Desde ese nacimiento el cuento se instala en el terreno del asombro, y la perspectiva es interesante porque ubica al lector en el lugar de la madre que está pariendo esa criaturita que causa el estupor de dos personajes que cruzan la mirada con el lector, ojos y boca abiertos a más no poder: el padre y la partera brasileña. Las primeras palabras de la madre son inequívocas: “Pequeño estrafalario”, exclama al ver que el recién nacido viene con un violín en sus manos. De la combinación de esa concluyente bienvenida y el contrapunto del padre, “Stradivarius”, surge el nombre del personaje: Estrafalarius. Y vaya que le hace honor.

El personaje es singular y se lo describe en pocas pinceladas, en toda su maravilla: crece sin parar y en poco rato es más alto que los tres que lo reciben si se pararan uno sobre los hombros del otro, y no emite sonidos vocales, sino que toca el violín. Lo que comienza, entonces, con este nacimiento, no es una vida cualquiera, sino una excepcional, en la que el recién nacido no es pequeño ni dependiente de sus padres, sino que sale caminando, inaugurando su aventura en el mundo.

En su recorrido, la maravilla se retroalimenta: no sólo quienes lo ven se sorprenden y asombran, sino que Estrafalarius se fascina con las sensaciones que despierta un camino que hace atento a todo lo que sus sentidos le regalan. Hay en ese salir a experimentar el afuera una vocación de apertura, de dejarse llevar y seducir por lo que el entorno le revela.

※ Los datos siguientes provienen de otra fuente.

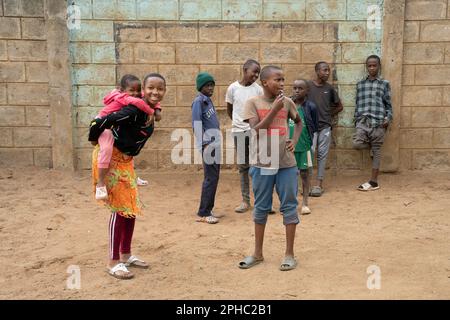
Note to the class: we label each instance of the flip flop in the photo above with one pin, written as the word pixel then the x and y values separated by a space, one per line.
pixel 288 263
pixel 120 271
pixel 249 262
pixel 134 261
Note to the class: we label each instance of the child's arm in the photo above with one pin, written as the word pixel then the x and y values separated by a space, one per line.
pixel 138 102
pixel 98 125
pixel 387 104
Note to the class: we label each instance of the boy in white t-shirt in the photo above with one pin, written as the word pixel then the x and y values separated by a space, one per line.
pixel 237 94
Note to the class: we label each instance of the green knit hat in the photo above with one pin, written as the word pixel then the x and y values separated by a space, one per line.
pixel 202 79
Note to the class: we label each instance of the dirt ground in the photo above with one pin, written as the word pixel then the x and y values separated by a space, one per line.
pixel 49 221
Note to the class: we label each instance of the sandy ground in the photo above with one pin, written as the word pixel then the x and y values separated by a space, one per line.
pixel 49 221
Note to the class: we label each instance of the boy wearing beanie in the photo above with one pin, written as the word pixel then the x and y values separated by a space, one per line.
pixel 207 139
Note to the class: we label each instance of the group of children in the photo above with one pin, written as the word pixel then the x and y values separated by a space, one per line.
pixel 267 123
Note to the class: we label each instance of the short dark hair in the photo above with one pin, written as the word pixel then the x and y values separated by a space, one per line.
pixel 374 56
pixel 249 63
pixel 127 80
pixel 267 70
pixel 318 64
pixel 154 75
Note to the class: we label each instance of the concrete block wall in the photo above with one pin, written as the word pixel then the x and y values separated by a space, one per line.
pixel 181 38
pixel 25 137
pixel 425 110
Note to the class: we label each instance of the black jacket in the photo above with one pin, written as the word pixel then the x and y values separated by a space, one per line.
pixel 128 126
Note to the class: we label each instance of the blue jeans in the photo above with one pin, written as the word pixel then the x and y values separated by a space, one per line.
pixel 285 181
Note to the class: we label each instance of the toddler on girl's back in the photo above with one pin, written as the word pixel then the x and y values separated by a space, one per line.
pixel 128 93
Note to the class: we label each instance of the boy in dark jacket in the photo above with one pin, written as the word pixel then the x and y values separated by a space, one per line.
pixel 306 143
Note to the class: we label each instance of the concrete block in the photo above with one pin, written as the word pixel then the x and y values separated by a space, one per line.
pixel 260 32
pixel 177 31
pixel 238 53
pixel 6 139
pixel 103 53
pixel 408 74
pixel 114 10
pixel 12 116
pixel 94 74
pixel 284 10
pixel 157 10
pixel 154 53
pixel 43 157
pixel 23 50
pixel 411 31
pixel 430 117
pixel 9 28
pixel 239 10
pixel 36 71
pixel 416 138
pixel 33 28
pixel 421 96
pixel 441 138
pixel 24 8
pixel 302 32
pixel 3 95
pixel 12 72
pixel 350 73
pixel 137 32
pixel 37 116
pixel 359 9
pixel 179 74
pixel 358 52
pixel 196 53
pixel 218 32
pixel 433 74
pixel 3 50
pixel 32 137
pixel 425 9
pixel 280 53
pixel 423 53
pixel 223 74
pixel 13 157
pixel 80 52
pixel 313 52
pixel 431 160
pixel 435 31
pixel 94 31
pixel 200 10
pixel 326 10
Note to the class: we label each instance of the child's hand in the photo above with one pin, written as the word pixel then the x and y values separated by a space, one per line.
pixel 290 145
pixel 279 102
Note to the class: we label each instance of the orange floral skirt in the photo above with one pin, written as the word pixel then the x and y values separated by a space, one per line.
pixel 120 181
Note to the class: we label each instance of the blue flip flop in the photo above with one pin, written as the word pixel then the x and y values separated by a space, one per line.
pixel 249 262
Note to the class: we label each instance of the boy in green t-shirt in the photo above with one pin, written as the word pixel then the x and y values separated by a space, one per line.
pixel 308 137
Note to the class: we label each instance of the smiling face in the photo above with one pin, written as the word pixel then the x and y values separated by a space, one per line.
pixel 208 89
pixel 251 74
pixel 134 89
pixel 324 72
pixel 274 82
pixel 373 67
pixel 300 89
pixel 154 90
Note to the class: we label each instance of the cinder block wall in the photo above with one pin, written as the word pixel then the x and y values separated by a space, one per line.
pixel 181 38
pixel 425 112
pixel 25 137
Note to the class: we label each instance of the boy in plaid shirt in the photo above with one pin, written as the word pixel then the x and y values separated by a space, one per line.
pixel 373 114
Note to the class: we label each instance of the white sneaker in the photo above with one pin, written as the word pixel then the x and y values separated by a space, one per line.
pixel 101 193
pixel 306 210
pixel 141 182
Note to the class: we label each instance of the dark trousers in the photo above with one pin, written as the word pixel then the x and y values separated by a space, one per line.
pixel 209 187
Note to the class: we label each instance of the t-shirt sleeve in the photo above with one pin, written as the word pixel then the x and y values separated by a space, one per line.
pixel 249 110
pixel 229 95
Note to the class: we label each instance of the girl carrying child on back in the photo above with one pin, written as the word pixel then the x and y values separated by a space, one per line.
pixel 129 92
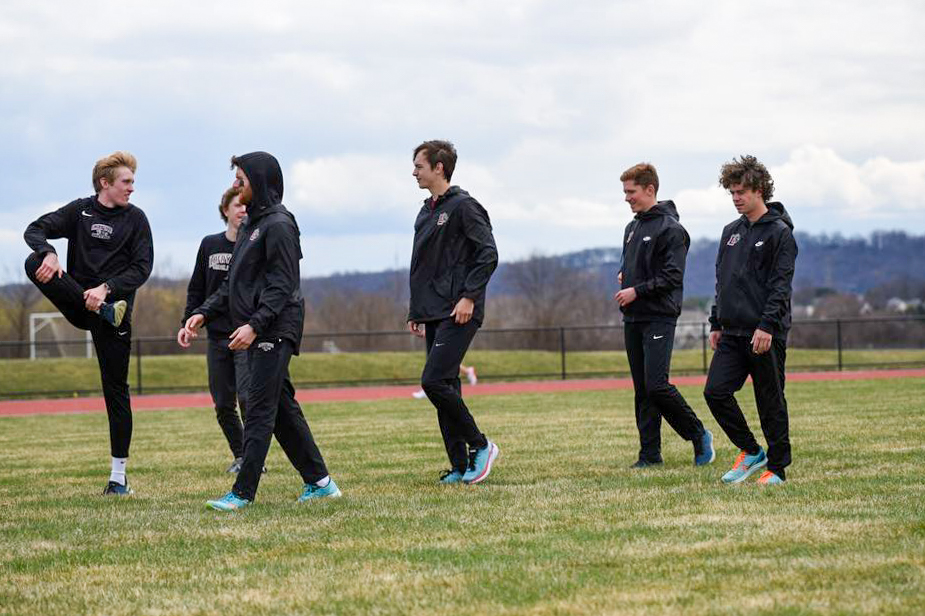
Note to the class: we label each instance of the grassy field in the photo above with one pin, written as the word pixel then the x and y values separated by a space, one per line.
pixel 561 527
pixel 165 372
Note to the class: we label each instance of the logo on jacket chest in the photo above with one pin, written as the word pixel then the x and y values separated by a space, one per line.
pixel 220 261
pixel 100 231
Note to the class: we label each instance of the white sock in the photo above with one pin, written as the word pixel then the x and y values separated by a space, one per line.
pixel 118 470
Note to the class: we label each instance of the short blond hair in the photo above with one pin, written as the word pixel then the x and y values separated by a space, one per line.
pixel 106 168
pixel 642 174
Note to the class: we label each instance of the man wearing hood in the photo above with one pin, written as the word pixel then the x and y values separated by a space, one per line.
pixel 109 256
pixel 452 259
pixel 261 295
pixel 651 290
pixel 750 320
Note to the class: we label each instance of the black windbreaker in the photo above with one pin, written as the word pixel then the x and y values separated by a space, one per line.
pixel 262 287
pixel 111 245
pixel 453 257
pixel 211 268
pixel 754 275
pixel 654 255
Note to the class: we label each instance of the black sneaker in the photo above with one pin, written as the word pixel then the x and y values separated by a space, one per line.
pixel 113 313
pixel 645 463
pixel 117 489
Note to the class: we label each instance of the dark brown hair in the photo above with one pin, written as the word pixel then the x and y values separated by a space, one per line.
pixel 643 174
pixel 438 151
pixel 747 171
pixel 230 194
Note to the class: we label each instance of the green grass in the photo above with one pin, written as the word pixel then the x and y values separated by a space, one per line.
pixel 188 372
pixel 561 527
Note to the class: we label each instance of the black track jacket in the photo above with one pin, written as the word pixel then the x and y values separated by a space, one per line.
pixel 754 275
pixel 111 245
pixel 211 268
pixel 453 257
pixel 654 255
pixel 262 287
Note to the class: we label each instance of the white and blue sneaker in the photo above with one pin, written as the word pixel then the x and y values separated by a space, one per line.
pixel 480 462
pixel 451 476
pixel 703 449
pixel 229 502
pixel 745 466
pixel 310 491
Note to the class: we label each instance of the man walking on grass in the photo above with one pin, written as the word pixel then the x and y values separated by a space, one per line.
pixel 750 320
pixel 652 287
pixel 228 375
pixel 452 259
pixel 261 295
pixel 109 256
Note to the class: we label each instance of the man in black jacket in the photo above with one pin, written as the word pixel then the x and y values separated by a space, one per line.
pixel 261 295
pixel 652 288
pixel 453 257
pixel 750 320
pixel 109 256
pixel 228 376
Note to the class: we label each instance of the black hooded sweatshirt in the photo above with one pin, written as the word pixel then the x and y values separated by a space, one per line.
pixel 754 275
pixel 111 245
pixel 654 256
pixel 454 256
pixel 262 286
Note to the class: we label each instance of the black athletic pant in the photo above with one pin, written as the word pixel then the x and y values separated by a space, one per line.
pixel 732 363
pixel 447 344
pixel 648 349
pixel 113 350
pixel 228 383
pixel 272 410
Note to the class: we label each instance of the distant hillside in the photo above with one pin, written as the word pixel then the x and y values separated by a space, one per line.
pixel 847 265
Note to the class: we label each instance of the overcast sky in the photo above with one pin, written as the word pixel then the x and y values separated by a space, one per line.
pixel 547 103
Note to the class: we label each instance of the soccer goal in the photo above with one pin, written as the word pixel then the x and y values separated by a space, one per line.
pixel 50 335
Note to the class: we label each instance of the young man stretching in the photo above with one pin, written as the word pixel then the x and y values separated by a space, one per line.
pixel 651 290
pixel 109 255
pixel 750 320
pixel 453 257
pixel 228 375
pixel 261 295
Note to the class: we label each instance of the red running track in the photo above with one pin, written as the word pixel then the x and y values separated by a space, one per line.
pixel 356 394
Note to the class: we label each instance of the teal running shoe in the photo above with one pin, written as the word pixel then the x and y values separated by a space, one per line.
pixel 229 502
pixel 703 449
pixel 769 478
pixel 480 463
pixel 745 465
pixel 451 476
pixel 114 488
pixel 310 491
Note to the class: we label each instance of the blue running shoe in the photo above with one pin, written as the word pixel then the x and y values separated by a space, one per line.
pixel 769 478
pixel 480 462
pixel 745 465
pixel 117 489
pixel 452 476
pixel 310 491
pixel 229 502
pixel 703 449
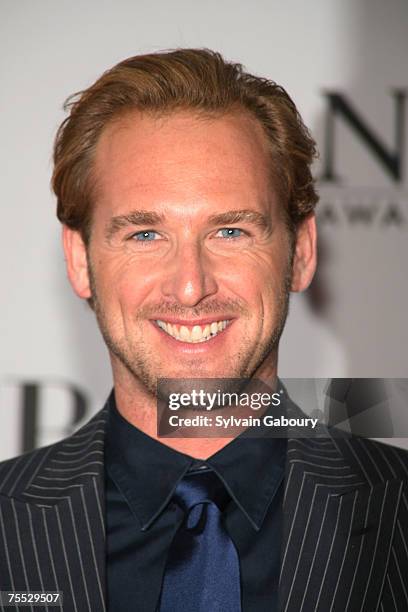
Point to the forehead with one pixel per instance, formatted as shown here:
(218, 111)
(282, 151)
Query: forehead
(146, 161)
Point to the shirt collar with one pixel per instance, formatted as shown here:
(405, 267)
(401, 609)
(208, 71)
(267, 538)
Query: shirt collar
(147, 471)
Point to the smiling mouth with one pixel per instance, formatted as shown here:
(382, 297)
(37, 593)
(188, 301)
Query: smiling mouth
(195, 333)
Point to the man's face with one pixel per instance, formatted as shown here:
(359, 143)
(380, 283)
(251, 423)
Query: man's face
(189, 263)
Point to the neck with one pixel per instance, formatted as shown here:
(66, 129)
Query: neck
(139, 407)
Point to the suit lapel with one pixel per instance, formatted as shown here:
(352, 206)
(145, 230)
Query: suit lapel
(59, 519)
(338, 528)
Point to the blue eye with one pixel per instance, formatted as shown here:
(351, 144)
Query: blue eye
(144, 236)
(231, 232)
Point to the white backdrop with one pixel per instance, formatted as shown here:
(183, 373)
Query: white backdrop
(353, 320)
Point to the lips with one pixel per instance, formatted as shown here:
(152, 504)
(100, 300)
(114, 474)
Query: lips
(193, 334)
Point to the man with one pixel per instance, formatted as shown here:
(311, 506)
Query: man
(186, 198)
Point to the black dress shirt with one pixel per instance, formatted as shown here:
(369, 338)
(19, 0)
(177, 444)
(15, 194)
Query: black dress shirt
(141, 476)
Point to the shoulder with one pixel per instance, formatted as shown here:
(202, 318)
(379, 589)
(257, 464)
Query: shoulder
(378, 461)
(18, 472)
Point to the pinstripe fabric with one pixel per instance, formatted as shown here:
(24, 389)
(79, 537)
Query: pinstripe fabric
(345, 538)
(52, 533)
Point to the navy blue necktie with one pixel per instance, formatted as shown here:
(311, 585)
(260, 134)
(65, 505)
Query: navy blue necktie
(202, 571)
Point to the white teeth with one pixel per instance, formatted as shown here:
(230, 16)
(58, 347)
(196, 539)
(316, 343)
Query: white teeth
(194, 334)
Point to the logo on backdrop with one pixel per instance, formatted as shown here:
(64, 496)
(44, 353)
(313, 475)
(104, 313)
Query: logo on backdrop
(46, 410)
(345, 202)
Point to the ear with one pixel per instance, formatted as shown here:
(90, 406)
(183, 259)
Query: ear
(304, 260)
(76, 262)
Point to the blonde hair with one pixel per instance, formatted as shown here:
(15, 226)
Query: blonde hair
(199, 80)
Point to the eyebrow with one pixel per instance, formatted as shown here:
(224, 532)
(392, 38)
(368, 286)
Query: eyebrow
(145, 217)
(136, 217)
(238, 216)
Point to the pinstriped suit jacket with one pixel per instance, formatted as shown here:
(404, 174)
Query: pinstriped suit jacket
(345, 538)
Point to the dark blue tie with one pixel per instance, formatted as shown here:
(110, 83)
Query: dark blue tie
(202, 571)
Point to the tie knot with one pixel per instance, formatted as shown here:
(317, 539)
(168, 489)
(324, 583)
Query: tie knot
(200, 488)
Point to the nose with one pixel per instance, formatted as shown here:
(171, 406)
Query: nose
(189, 277)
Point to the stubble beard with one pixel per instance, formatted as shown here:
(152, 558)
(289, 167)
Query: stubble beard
(139, 362)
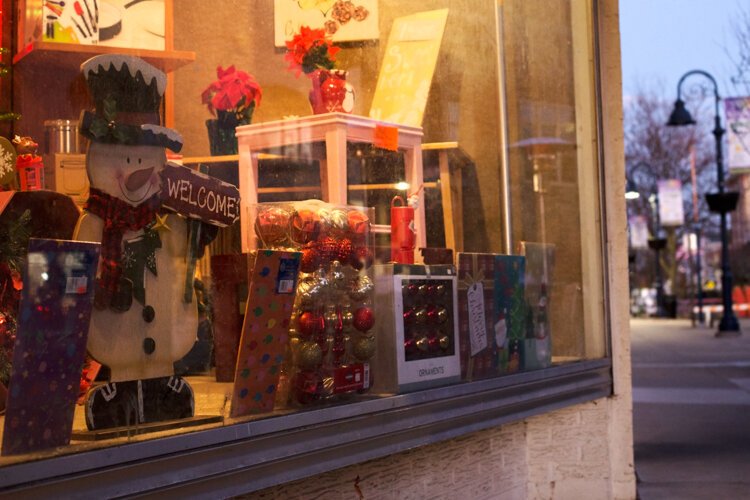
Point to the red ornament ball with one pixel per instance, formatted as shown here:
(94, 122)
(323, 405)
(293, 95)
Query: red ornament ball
(362, 257)
(364, 318)
(271, 225)
(309, 324)
(329, 249)
(304, 226)
(310, 259)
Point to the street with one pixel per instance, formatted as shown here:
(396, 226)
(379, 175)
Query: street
(691, 395)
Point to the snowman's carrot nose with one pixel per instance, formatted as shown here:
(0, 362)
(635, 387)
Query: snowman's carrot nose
(138, 178)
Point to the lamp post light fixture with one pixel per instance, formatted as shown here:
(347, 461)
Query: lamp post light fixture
(657, 242)
(721, 202)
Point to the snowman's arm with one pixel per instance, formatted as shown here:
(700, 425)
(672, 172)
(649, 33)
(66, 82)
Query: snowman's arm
(88, 228)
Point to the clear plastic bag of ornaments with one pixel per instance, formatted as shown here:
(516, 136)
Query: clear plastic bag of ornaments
(331, 331)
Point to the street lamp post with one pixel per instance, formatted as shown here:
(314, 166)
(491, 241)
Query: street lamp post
(657, 243)
(721, 202)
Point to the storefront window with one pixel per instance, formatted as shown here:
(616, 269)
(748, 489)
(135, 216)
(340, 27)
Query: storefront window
(411, 202)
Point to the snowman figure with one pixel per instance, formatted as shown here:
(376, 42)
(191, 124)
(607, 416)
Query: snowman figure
(140, 324)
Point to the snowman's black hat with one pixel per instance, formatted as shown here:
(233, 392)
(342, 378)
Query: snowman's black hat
(127, 93)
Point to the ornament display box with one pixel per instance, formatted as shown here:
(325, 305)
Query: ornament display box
(417, 327)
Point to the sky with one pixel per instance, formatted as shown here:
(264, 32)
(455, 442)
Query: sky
(663, 39)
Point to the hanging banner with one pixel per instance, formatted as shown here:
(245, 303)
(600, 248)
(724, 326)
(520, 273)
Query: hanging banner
(737, 111)
(638, 232)
(671, 209)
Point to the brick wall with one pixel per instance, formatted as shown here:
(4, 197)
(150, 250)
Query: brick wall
(563, 454)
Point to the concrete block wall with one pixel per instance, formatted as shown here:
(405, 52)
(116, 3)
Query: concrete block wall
(565, 454)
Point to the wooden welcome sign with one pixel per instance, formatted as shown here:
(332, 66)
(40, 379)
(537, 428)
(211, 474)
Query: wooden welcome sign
(199, 196)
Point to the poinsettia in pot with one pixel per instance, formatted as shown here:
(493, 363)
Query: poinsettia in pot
(311, 51)
(231, 99)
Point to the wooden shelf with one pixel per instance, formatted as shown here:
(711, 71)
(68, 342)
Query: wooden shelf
(72, 55)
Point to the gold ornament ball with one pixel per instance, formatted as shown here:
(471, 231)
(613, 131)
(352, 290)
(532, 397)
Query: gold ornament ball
(347, 317)
(308, 291)
(329, 384)
(364, 347)
(309, 356)
(337, 277)
(339, 221)
(442, 315)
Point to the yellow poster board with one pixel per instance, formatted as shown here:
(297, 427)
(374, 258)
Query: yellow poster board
(407, 68)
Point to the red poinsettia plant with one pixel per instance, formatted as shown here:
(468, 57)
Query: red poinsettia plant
(235, 93)
(309, 50)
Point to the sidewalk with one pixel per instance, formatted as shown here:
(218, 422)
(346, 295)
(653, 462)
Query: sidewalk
(691, 394)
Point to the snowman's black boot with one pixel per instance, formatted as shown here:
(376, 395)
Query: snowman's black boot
(114, 404)
(167, 398)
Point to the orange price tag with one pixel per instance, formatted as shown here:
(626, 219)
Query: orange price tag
(386, 137)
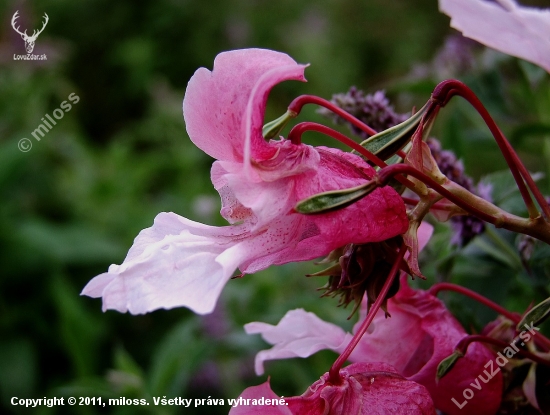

Es, pues, una caminata de descubrimiento y de mutuo reconocimiento, en la que los olores, los sonidos, los colores se destacan. Y ese deleite proviene también de lo que las personas con las que el protagonista se cruza le devuelven. Va, así, recolectando vivencias y recuerdos.

El libro tiene un punto de quiebre: “La mañana que descubrió a Fasol, un gatito negro del tamaño de un puño que apareció acurrucado en su pecho, supo que estarían juntos para siempre”. La irrupción de esa criatura pequeña y frágil, con la que entabla una relación de cariño, cuidado y amistad, coloca al personaje –y al cuento– en una dimensión diferente, en la que aparecen, como surgiendo infinitas de una fuente, las preguntas. Para arrancar, ese sentimiento que despierta al instante el gatito genera una certeza que está llena de –valga la paradoja– incertidumbre. Porque si estarán juntos para siempre, ¿qué significa para siempre?, ¿cuál es la posibilidad de semejante rotundidad? Y Virginia Mórtola pinta con una sutileza la extrañeza que produce esa expresión en Estrafalarius: “Y siguió el vuelo de una mariposa hasta que la vio desaparecer”.

Las aventuras posteriores son compartidas, son de a dos. El desenfado inicial se complejiza con la fragilidad inherente al vínculo afectivo: aparece la reflexión acerca de la pérdida, de la memoria, de muchos porqués, junto con una valorización de los momentos vividos y atesorados. Los textos son más largos, más llenos de detalles y con mayor vuelo poético. El final, abierto, es bellísimo y enigmático. Al igual que la música del violín de Estrafalarius, deja flotando un montón de preguntas.

El tono del cuento hace equilibrio entre lo gozoso y una reflexión por momentos melancólica y siempre punzante, que abre las posibilidades del texto a donde el lector quiera llegar. La anécdota, atractiva de por sí, vehiculizada por la fantasía, da lugar al goce de la palabra y a un abanico de preguntas –chiquitas y enormes– de esas que nos asaltan dos por tres. “¿Puede entrar una vida en un libro?”, se pregunta la autora desde la contratapa, y esa inquietud por lo inabarcable es el motor de la narración. Como contrapartida, el detalle, el rescate de lo pequeño, es su alimento.

Mención aparte para el trabajo del ilustrador Eduardo Sganga, que se despacha con un universo exuberante para que habite Estrafalarius, donde dominan los colores vivos, las curvas, el movimiento, la expresividad, y una mirada entre tierna y amorosa a los personajes que van y vienen por estas páginas. Igual que el texto de Mórtola, ofrece un mundo maravilloso, con mil y un detalles para buscar y perderse en ellos, y preguntas sin respuesta para que el libro nos deje picando y permanezca en nosotros al cerrarlo.

Estrafalarius. Postales de una vida, de Virginia Mórtola y Eduardo Sganga. Alfaguara, 2021. 44 páginas. $ 400.